Schouten had watched children on the playground struggle with making friends, and now uses Barkely to help them make friends.
“It has been wonderful watching him help children bridge social gaps and have an unconditional friend to go to on the playground,” she said.
It was also her children that inspired her to turn a hobby into a career, becoming a portrait photographer.
Schouten said when Jesse was a senior, she took his senior pictures, and all his friends wanted her to take theirs, too.
“That’s how it all began. I photographed many of them and loved doing it,” she said.
Soon she was being asked to shoot weddings, dances and more, and decided to make it a business.
In 2000, Schouten gave birth to a new baby, Sherrie Schouten Photography.
For Schouten, it has helped fill the “empty nest” void in her life, although she is in near constant contact with her children.
Jesse works as a tennis pro in Mill Creek, and has a wife, Janine and a daughter, Gracie, with a son on the way.
Jennifer is in her last semester of law school at the University of Idaho.
Mother’s footsteps
Katie lives in Portland with her husband, Jeff Terrill, and works as a talent coordinator for a sports modeling agency.
Katie has followed in her mother’s footsteps, starting her own photography business.
She got her start helping her mother on wedding photo shoots in the summer while she was in high school, and on her Web site talks about what her mother contributed to the “big day.”
“I was always amazed at what a large part she got to play in someone’s most important day of their lives,” she said.
“She always treated it as just that, an honor. Everything from greeting the bride and complimenting her up-do, to congratulating the parents of the bride and asking the groom about his nerves.
“What she didn’t realize is that she was helping set the tone for the day. Never pushy or invasive, but polite and complimentary from start to finish, there to work, but you’d never know it, because she was truly enjoying herself.”
Life after children
Schouten’s photography business helped her pay for her children’s college educations.
“I wanted to be able to provide that for them,” she said.
For the woman who had devoted her life to her children, having them leave, inevitable as it was, was difficult for her.
“It was the hardest when the first one, Jesse, left. The family dynamics changed,” she said.
By the time Jennifer graduated from high school, Schouten was immersed in her photography business.
She shot 160 senior pictures that year, in addition to dances and other events.
It kept her from thinking about the last of her children leaving home.

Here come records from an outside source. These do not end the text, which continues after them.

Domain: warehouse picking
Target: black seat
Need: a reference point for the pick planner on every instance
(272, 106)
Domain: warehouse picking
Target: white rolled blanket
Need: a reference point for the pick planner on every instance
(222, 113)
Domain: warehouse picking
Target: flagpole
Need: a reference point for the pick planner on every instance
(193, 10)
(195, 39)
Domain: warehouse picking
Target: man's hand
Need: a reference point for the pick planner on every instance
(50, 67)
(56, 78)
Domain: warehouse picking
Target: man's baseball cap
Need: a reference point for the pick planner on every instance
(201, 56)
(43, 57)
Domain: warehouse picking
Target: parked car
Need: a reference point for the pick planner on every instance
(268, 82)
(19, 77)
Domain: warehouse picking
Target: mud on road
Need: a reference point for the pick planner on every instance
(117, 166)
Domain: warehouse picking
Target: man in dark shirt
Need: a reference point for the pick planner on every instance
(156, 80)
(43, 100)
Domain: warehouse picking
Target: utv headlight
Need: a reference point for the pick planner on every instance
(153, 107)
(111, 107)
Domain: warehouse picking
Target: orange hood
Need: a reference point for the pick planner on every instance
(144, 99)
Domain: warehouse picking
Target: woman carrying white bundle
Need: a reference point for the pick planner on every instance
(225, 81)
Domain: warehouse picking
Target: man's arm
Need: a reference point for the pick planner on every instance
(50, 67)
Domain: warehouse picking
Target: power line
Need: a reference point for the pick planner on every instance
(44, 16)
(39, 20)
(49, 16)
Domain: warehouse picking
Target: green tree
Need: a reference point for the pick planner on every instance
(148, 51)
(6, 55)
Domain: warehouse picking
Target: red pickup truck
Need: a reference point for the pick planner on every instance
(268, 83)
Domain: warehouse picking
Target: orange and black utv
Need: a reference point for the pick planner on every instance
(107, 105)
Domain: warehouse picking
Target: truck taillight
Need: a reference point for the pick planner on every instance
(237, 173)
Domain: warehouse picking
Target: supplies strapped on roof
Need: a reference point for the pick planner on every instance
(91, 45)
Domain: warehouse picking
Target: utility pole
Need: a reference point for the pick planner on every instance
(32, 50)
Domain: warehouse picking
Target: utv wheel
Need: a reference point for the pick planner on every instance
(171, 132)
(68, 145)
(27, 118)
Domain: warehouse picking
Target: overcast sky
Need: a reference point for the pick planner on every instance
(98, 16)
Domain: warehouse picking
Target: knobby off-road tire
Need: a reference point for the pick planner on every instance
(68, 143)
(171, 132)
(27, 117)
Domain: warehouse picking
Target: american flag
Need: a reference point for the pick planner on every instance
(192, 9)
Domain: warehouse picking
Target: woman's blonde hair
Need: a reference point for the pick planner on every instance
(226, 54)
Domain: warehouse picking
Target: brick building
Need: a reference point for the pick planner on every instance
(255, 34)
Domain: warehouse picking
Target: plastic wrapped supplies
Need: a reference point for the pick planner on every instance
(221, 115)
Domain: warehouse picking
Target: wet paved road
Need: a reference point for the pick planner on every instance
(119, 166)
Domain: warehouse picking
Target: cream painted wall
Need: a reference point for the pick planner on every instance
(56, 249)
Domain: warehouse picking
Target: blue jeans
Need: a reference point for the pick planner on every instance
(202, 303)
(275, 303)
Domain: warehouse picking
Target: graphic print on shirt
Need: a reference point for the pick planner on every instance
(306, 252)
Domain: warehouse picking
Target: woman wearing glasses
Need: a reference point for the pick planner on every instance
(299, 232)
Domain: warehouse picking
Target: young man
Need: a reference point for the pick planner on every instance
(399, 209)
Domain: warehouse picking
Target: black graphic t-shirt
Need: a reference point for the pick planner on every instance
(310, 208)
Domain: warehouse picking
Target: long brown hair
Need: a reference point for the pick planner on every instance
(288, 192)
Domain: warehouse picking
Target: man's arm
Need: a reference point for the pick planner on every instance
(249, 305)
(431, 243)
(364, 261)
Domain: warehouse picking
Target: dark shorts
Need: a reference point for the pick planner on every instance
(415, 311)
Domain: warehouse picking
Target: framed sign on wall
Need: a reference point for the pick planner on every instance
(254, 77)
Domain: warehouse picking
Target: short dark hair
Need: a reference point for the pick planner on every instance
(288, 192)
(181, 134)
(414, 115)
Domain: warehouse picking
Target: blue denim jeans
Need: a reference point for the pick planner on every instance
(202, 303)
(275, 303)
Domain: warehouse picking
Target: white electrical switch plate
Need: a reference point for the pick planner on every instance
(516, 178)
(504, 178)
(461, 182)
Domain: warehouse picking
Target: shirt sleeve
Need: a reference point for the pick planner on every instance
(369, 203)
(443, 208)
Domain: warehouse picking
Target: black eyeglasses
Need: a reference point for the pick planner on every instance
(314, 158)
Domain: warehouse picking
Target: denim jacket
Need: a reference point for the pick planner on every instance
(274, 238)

“It consumed all my extra time,” she said. “The photography really gave me a focus.”
Body, bond building
She also turned to body building, and for four years worked on honing her already girlish figure.

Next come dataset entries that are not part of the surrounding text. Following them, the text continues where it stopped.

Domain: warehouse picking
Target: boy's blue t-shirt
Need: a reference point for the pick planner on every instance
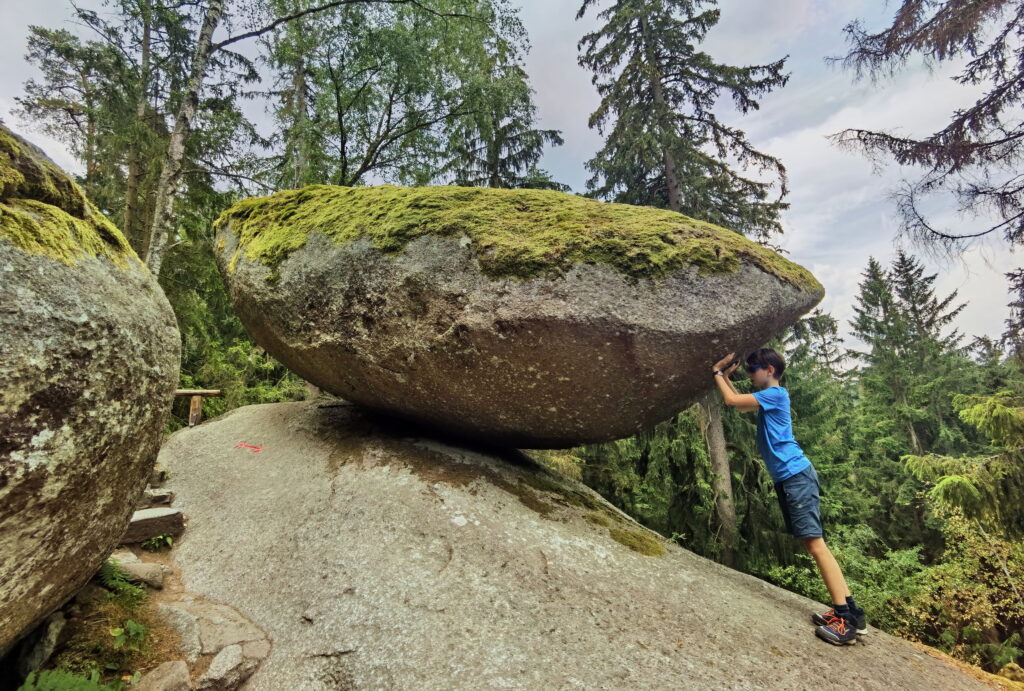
(778, 447)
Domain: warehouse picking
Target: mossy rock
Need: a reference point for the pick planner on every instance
(529, 318)
(43, 212)
(514, 232)
(89, 355)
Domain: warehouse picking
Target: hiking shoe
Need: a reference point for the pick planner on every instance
(824, 618)
(838, 632)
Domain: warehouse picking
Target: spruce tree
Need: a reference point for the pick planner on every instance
(664, 144)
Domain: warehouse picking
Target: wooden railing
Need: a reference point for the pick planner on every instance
(196, 406)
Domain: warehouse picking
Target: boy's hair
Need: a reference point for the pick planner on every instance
(766, 356)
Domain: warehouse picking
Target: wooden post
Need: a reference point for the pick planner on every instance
(195, 411)
(196, 404)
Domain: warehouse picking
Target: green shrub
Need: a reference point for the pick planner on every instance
(55, 680)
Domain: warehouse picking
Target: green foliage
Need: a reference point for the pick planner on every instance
(130, 635)
(665, 144)
(56, 680)
(990, 487)
(158, 543)
(384, 92)
(114, 579)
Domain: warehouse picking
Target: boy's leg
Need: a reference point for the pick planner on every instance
(830, 572)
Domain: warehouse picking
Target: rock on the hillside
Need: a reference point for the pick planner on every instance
(89, 352)
(168, 677)
(376, 559)
(522, 317)
(146, 523)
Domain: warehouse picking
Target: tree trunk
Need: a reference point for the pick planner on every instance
(170, 174)
(725, 507)
(671, 174)
(299, 94)
(136, 234)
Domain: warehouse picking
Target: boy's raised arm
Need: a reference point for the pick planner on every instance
(743, 401)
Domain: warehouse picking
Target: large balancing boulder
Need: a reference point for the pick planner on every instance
(89, 354)
(525, 317)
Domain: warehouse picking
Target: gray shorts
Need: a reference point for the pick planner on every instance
(800, 499)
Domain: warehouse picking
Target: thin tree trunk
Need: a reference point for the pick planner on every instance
(671, 174)
(725, 506)
(170, 175)
(137, 236)
(299, 87)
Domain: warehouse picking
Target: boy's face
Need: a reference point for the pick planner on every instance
(762, 376)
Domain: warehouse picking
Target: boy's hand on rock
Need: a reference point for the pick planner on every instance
(722, 362)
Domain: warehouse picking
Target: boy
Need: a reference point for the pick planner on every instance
(796, 483)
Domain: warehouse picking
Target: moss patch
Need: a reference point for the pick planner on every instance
(525, 495)
(514, 232)
(638, 541)
(43, 212)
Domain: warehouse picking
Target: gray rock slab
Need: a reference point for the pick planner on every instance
(168, 677)
(146, 523)
(142, 572)
(227, 670)
(155, 498)
(185, 625)
(382, 559)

And, she found more time for her husband.
“It’s been really fun with him for the last two years,” she said. “He helps with the photography, and I give input into his building designs.”
What some families would consider to be an annual reunion is just another weekend for the Schoutens.
Family vacations
The couple rarely take vacations without including at least one of their children, she said.
“Most of our weekends are spent seeing one or more of them.”
Schouten is immersed in senior photos and shooting sports teams this time of year but finds time to reflect on her life.
At 50, she said she’s never felt happier.
“In my life, I aim for the perfect balance –family, friends, exercise, my business, my work at school, pleasures like tennis and going to garage sales,” she said.
“I am so grateful that I have such a busy fulfilling life and above all, good health to keep me going 100 mph.”
While she hardly looks the part, Schouten said she is thrilled to be a grandmother.
“Having grandchildren has been the most amazing thing,” she said. “It’s been an unbelievable joy.”